Lecomte Forced to Give Up Pacific Swim Attempt
Lecomte's quest to become the first man to swim across the Pacific has come to an end. The team has been plagued by mechanical issues, bad weather and rough seas for much of the last two weeks.
Low-pressure systems created strong winds with rough conditions, halting Lecomte's progress till day 156 of the expedition. When Lecomte was eventually able to return to the water, a plethora of other issues seemed to immediately crop up. With the sea too rough for anyone to pace Lecomte in the kayak, they instead attached it to a long line strung out behind Seeker. However, it quickly capsized. To make matters worse the drift of the boat meant that the long line became entangled in Seeker's propeller. A dangerous retrieval operation involved a member of the team having to swim beneath the boat to cut the line and retrieve the kayak.
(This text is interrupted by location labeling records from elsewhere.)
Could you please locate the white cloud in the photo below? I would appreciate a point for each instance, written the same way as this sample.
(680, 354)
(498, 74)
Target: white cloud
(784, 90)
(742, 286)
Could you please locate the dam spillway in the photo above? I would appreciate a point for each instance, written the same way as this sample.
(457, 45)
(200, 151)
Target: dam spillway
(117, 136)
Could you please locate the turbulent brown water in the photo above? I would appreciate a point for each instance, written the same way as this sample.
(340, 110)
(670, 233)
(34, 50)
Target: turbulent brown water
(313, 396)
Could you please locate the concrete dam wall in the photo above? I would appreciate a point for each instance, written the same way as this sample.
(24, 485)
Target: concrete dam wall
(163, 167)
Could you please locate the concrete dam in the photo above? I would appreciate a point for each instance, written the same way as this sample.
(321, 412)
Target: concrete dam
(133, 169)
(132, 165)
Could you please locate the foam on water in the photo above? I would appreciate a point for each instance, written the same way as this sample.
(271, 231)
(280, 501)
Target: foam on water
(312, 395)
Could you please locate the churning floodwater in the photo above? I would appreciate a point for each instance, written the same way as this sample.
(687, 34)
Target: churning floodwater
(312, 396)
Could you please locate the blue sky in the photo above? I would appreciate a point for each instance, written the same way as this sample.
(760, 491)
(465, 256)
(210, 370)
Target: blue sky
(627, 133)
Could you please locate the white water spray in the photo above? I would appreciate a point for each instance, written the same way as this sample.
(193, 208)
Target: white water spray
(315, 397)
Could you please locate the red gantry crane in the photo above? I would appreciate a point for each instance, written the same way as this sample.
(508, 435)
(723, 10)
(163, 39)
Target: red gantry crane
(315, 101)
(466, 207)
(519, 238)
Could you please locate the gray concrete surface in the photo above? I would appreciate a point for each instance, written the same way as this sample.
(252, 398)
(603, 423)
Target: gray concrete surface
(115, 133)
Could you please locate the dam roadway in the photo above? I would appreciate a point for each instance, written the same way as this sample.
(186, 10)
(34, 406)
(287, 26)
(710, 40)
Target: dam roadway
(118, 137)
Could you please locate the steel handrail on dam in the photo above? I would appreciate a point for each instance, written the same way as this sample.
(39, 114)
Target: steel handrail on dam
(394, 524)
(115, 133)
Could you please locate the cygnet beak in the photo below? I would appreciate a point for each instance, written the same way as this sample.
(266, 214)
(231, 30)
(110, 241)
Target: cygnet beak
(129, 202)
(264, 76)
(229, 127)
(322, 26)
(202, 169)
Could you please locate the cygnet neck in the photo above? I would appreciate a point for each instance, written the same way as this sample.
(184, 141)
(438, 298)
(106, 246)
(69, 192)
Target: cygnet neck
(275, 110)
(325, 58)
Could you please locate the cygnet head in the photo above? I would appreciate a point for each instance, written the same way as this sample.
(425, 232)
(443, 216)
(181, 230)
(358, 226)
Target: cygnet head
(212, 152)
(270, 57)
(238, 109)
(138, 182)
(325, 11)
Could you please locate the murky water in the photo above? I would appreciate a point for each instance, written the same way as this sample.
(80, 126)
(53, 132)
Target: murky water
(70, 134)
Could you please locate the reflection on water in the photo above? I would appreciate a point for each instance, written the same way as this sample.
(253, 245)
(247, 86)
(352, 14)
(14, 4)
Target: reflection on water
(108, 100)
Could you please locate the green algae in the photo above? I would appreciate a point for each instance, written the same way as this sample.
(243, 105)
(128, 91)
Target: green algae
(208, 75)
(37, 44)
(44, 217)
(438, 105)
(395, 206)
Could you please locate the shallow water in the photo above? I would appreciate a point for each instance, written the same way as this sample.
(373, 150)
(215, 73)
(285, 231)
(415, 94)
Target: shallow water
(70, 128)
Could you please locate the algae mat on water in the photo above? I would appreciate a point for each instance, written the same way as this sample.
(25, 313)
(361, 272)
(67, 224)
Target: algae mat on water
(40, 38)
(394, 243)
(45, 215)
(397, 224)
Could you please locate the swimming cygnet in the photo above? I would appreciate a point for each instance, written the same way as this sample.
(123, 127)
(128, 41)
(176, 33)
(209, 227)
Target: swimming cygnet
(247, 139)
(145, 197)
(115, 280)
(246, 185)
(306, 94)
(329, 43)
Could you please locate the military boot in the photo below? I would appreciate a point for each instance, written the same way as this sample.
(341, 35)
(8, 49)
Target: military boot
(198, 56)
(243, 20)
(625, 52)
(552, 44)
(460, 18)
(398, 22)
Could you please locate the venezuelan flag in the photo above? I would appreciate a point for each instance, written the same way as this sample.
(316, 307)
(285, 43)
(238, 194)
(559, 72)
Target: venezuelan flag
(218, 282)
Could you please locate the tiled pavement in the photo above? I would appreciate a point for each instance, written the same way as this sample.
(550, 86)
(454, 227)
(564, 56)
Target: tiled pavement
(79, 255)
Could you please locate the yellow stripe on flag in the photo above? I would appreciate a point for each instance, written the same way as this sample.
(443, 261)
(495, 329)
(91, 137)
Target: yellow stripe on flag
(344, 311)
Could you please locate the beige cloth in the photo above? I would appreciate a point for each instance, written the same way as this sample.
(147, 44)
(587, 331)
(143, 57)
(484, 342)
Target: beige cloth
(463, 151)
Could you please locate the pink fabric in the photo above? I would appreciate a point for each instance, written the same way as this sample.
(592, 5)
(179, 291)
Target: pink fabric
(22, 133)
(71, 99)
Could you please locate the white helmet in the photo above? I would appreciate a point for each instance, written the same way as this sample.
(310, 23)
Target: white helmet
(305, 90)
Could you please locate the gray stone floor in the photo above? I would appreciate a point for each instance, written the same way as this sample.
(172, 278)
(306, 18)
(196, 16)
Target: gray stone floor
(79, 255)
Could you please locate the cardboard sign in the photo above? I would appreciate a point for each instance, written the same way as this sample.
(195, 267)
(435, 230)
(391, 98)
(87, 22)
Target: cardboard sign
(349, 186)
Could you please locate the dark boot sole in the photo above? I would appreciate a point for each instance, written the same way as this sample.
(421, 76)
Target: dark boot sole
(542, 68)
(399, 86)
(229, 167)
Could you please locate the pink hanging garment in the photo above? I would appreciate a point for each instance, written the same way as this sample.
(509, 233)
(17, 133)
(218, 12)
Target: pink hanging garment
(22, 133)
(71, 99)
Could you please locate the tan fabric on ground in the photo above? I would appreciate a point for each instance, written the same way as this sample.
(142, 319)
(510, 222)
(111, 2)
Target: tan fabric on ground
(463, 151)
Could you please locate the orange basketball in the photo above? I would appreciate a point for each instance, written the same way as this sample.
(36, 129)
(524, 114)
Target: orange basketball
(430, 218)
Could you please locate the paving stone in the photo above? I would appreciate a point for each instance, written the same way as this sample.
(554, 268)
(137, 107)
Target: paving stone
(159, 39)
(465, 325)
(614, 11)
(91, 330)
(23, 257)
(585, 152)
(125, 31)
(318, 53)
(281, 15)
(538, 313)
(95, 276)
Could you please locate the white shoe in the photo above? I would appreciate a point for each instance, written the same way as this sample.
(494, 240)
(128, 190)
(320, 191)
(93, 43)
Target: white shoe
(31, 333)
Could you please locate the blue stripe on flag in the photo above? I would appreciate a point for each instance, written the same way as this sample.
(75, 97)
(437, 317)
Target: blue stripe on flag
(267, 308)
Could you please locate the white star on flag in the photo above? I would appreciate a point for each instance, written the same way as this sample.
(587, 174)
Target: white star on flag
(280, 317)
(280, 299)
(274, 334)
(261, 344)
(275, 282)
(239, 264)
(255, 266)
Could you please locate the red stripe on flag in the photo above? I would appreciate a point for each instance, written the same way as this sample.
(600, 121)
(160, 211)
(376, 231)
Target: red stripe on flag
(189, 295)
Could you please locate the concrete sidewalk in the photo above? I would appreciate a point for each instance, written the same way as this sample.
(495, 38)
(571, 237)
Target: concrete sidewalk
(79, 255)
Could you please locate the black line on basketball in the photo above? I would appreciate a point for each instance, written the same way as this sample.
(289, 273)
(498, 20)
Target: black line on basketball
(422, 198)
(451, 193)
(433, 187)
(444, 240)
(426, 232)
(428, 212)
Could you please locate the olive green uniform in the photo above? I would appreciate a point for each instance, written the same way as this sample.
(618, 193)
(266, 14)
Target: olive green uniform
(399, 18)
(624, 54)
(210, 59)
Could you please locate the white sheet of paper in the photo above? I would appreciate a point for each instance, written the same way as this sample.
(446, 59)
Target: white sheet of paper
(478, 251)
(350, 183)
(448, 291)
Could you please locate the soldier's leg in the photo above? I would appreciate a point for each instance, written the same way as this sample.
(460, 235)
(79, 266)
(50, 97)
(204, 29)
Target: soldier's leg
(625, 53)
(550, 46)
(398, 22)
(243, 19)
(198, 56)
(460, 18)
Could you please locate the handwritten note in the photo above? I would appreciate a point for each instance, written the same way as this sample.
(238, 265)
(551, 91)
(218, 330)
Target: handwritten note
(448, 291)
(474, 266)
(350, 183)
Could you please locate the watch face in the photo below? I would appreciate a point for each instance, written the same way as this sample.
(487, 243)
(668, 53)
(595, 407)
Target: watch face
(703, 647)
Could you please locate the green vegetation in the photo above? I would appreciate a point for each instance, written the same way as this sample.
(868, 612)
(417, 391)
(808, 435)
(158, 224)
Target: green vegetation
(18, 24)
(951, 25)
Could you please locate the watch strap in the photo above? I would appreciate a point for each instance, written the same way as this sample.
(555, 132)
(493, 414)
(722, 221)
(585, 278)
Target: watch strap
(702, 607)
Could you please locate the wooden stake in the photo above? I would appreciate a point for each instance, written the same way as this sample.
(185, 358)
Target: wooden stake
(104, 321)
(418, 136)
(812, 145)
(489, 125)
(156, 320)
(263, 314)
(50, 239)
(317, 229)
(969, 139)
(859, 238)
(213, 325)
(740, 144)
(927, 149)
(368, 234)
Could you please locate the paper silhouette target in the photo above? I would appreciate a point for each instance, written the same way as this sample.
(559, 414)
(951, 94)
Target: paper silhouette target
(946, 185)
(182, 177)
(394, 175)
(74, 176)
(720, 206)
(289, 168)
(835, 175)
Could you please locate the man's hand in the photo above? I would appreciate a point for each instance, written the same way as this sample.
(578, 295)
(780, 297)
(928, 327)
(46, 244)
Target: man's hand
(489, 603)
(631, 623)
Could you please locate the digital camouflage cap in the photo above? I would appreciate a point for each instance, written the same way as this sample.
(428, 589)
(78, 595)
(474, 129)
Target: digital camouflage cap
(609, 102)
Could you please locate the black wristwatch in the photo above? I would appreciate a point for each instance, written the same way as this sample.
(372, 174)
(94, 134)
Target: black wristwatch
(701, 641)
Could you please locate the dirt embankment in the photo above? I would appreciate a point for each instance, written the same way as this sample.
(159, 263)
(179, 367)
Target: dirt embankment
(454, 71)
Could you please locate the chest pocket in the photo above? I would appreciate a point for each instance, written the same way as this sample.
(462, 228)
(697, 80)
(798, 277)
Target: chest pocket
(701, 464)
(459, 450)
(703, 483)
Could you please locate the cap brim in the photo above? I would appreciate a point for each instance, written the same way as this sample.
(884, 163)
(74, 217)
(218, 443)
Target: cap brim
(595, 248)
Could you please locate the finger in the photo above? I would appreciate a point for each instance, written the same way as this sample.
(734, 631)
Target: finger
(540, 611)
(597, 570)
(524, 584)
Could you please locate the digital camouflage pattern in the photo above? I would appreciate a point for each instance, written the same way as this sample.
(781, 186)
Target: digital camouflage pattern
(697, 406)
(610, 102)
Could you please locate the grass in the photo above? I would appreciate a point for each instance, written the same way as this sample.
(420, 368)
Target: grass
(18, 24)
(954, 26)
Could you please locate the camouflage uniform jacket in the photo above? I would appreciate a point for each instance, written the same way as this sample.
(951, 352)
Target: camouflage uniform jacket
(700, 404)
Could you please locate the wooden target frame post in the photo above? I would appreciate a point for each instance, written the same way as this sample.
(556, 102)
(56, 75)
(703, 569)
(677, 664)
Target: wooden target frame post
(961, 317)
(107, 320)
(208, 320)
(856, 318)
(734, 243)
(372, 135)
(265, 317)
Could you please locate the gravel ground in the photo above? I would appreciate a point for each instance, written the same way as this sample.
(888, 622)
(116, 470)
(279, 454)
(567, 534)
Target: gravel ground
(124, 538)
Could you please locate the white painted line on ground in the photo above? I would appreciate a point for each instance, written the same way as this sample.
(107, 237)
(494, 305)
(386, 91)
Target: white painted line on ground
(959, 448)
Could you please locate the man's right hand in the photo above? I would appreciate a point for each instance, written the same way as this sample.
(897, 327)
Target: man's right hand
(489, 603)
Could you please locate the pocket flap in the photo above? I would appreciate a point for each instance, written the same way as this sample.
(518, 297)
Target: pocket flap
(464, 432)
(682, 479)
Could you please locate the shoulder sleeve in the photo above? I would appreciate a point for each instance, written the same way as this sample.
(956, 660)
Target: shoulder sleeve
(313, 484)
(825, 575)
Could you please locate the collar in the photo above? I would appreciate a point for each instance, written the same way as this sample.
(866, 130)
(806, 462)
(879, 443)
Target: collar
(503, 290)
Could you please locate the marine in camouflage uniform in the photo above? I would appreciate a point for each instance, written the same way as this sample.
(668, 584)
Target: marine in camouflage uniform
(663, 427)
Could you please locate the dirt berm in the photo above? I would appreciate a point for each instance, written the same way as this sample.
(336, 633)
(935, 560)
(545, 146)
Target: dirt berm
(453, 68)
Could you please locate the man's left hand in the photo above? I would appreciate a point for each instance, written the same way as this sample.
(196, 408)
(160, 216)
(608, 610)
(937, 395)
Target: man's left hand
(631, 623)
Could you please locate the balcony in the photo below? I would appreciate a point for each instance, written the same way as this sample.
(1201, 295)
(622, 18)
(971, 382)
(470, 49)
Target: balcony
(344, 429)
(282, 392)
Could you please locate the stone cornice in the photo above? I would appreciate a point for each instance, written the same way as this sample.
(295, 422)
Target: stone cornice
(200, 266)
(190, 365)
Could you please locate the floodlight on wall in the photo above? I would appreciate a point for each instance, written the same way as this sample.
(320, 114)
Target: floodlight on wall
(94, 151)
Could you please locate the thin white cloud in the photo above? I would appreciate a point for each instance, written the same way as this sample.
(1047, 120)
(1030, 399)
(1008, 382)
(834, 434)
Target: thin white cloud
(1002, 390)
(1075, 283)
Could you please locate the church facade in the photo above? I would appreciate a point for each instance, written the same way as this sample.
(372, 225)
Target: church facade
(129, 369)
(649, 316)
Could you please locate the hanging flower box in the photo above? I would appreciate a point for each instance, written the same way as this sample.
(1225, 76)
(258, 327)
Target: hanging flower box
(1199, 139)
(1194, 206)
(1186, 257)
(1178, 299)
The team was also struggling to repair their mainsail. Despite multiple attempts to fix the stitching, the crew were increasingly forced to rely on a secondary tri sail instead. On day 160 the entire expedition team were forced to discuss whether the swim should continue. Lecomte was keen to battle on, but the crew felt that they had “reached a point where going further would compromise our safety.” With only 15 days of fuel and down to one sail, Seeker would not be able to make it back to the nearest mainland should the secondary sail fail. Lecomte reluctantly agreed that he would have to end his world record attempt.
The crew are now headed for Hawaii and will continue to collect plastic samples and test for radiation as they go. Lecomte is still keen to swim whenever he is able, but his aim to swim right across the Pacific is no longer possible.